Back to Toydb

SQL Planning

docs/architecture/sql-planner.md

latest11.5 KB
Original Source

SQL Planning

The SQL planner in the sql::planner module takes a SQL statement AST from the parser and generates an execution plan for it. We won't actually execute it just yet though, only figure out how to execute it.

Execution Plan

A plan is represented by the sql::planner::Plan enum. The variant specifies the operation to execute (e.g. SELECT, INSERT, UPDATE, DELETE):

https://github.com/erikgrinaker/toydb/blob/213e5c02b09f1a3cac6a8bbd0a81773462f367f5/src/sql/planner/plan.rs#L15-L73

Below the root, the plan is typically made of up of a tree of nested sql::planner::Node. Each node emits a stream of SQL rows as output, and may take streams of input rows from child nodes.

https://github.com/erikgrinaker/toydb/blob/213e5c02b09f1a3cac6a8bbd0a81773462f367f5/src/sql/planner/plan.rs#L106-L175

Here is an example, taken from the Plan code comment above:

sql
SELECT title, released, genres.name AS genre
FROM movies INNER JOIN genres ON movies.genre_id = genres.id
WHERE released >= 2000
ORDER BY released

Which results in this query plan:

Select
└─ Order: movies.released desc
   └─ Projection: movies.title, movies.released, genres.name as genre
      └─ Filter: movies.released >= 2000
         └─ NestedLoopJoin: inner on movies.genre_id = genres.id
            ├─ Scan: movies
            └─ Scan: genres

Rows flow from the tree leaves to the root:

  1. Scan nodes read rows from the tables movies and genres.
  2. NestedLoopJoin joins the rows from movies and genres.
  3. Filter discards rows with release dates older than 2000.
  4. Projection picks out the requested column values from the rows.
  5. Order sorts the rows by release date.
  6. Select returns the final rows to the client.

Scope and Name Resolution

One of the main jobs of the planner is to resolve column names to column indexes in the input rows of each node.

In the query example above, the WHERE released >= 2000 filter may refer to a column released from either the joined movies table or the genres tables. The planner needs to figure out which table has a released column, and also figure out which column number in the NestedLoopJoin output rows corresponds to the released column (for example column number 2).

This job is further complicated by the fact that many nodes can alias, reorder, or drop columns, and some nodes may also refer to columns that shouldn't be part of the result at all (for example, it's possible to ORDER BY a column that won't be output by a SELECT projection at all, but the Order node still needs access to the column data to sort by it).
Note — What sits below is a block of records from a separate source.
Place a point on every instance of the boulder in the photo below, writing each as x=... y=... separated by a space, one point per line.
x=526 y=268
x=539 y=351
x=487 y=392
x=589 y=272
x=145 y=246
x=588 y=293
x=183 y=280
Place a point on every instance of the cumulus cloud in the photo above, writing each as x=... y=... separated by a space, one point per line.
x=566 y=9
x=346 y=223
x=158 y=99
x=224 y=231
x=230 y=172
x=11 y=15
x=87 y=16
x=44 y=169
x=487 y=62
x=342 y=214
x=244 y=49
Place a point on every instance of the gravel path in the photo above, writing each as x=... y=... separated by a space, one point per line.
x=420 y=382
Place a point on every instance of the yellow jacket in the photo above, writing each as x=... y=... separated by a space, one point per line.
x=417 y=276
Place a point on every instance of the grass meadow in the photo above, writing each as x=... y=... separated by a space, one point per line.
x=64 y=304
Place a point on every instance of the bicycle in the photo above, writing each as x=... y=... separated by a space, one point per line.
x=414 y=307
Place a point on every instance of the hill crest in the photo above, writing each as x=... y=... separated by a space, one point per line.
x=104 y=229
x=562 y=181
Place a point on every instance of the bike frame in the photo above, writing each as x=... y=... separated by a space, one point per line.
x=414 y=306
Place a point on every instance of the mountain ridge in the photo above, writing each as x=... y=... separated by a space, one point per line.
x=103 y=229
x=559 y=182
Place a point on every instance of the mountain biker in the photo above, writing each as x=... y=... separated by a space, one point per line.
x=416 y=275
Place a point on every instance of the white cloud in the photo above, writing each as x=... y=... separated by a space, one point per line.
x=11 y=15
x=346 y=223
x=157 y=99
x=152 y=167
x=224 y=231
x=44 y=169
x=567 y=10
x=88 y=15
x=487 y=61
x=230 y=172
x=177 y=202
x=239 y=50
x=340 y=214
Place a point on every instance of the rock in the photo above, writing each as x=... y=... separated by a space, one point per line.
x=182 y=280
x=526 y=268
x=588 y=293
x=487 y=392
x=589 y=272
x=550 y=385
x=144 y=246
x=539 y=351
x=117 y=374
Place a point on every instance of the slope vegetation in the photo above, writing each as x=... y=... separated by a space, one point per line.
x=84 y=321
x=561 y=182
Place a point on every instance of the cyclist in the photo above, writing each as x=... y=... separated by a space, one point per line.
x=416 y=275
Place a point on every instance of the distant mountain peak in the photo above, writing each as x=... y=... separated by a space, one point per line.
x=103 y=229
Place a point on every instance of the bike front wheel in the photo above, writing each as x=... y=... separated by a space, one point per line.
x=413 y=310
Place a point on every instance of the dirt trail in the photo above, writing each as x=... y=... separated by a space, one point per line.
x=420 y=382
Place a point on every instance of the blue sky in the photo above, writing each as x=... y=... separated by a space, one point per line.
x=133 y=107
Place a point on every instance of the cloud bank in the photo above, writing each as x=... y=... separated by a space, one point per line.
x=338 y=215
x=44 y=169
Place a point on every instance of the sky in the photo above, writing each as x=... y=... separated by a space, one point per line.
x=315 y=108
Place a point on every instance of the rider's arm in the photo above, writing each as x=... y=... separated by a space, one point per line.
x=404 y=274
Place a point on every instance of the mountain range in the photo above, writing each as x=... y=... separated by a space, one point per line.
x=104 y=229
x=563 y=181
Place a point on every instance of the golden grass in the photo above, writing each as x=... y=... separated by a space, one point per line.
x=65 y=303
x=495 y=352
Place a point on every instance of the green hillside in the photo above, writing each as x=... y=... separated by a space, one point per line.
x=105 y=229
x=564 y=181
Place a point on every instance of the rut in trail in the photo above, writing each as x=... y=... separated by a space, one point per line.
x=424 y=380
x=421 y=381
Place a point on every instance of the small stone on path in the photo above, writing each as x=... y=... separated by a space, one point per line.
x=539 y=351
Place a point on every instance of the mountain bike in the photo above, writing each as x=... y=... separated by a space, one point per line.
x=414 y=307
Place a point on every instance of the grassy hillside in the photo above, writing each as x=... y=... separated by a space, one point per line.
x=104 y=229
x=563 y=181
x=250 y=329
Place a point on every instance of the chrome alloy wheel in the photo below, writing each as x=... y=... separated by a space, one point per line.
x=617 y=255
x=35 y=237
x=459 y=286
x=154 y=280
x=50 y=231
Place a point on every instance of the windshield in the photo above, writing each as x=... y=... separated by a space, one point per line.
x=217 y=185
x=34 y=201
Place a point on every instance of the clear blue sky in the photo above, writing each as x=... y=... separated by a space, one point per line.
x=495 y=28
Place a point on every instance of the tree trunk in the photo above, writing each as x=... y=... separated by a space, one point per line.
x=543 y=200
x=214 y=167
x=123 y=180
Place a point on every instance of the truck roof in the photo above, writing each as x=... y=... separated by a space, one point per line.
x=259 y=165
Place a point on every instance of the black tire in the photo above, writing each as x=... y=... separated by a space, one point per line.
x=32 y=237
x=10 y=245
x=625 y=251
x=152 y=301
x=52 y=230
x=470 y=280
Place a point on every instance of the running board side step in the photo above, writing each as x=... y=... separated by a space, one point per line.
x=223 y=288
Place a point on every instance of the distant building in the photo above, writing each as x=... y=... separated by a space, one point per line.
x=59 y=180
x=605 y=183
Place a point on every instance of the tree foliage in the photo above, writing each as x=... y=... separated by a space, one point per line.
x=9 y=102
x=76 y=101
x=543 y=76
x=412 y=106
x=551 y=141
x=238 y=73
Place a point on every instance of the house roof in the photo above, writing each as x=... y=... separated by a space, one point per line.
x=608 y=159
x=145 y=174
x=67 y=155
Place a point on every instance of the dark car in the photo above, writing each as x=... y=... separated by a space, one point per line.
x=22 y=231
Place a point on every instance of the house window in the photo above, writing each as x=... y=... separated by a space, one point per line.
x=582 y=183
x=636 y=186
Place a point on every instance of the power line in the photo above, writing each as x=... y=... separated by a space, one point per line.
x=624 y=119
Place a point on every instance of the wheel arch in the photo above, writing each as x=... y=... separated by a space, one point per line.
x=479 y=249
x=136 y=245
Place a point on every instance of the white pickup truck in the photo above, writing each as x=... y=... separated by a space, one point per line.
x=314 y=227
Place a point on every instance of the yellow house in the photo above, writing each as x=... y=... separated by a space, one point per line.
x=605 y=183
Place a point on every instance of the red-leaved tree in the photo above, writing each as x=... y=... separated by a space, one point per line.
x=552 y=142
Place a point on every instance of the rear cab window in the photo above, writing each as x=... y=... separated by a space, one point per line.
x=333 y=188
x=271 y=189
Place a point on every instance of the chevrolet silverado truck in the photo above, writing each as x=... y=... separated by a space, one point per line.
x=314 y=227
The planner uses a sql::planner::Scope to keep track of which column names are currently visible, and which column indexes they refer to. For each node the planner builds, starting from the leaves, it creates a new Scope that contains the currently visible columns, tracking how they are modified and rearranged by each node.

https://github.com/erikgrinaker/toydb/blob/6f6cec4db10bc015a37ee47ff6c7dae383147dd5/src/sql/planner/planner.rs#L577-L610

When an AST expression refers to a column name, the planner can use Scope::lookup_column() to find out which column number the expression should take its input value from.

https://github.com/erikgrinaker/toydb/blob/6f6cec4db10bc015a37ee47ff6c7dae383147dd5/src/sql/planner/planner.rs#L660-L686

Planner

The planner itself is sql:planner::Planner. It uses a sql::engine::Catalog to look up information about tables and columns from storage.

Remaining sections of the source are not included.